- Born: 1710 Vågan, Norway
- Died: 31 August 1782 (aged 71–72) Copenhagen, Denmark
- Occupations: Merchant Lutheran missionary
- Parent(s): Hans Egede Gertrud Rask

= Niels Egede =

Danish-Norwegian merchant and Lutheran missionary

Niels Rasch Egede (1710 - 31 August 1782) was a Danish-Norwegian merchant and Lutheran missionary in Greenland.

==Biography==
He was born at Vågan in the Lofoten archipelago to Lutheran missionary Hans Egede (1686–1758) and his wife Gertrud Rask (1673–1735). He was a brother of theologian and missionary Paul Egede (1708–1789). The family moved to Greenland in 1721.
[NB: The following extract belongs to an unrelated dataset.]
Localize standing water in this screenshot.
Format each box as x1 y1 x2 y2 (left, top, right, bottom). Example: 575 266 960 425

From 1731 Egede was running trade business activities in Greenland, first in Godthåb (now Nuuk) and Christianshåb (now Qasigiannguit). After returning to Denmark in 1743, he was appointed in 1745 to postmaster in Kristiansund. In 1746, he married Elisabeth Eleonore Brun (1721–1785). In 1759 he returned to Greenland.

He founded the colony of Egedesminde (now Aasiaat) in 1759, and Holsteinborg (now Sisimiut) in 1764. He also participated in the Danish missionary work in Greenland. In 1776, Niels Egede turned his mercantile business to his son Jørgen Frederik Egede (1748–1807). He left Greenland in 1782 and died in Copenhagen that same year.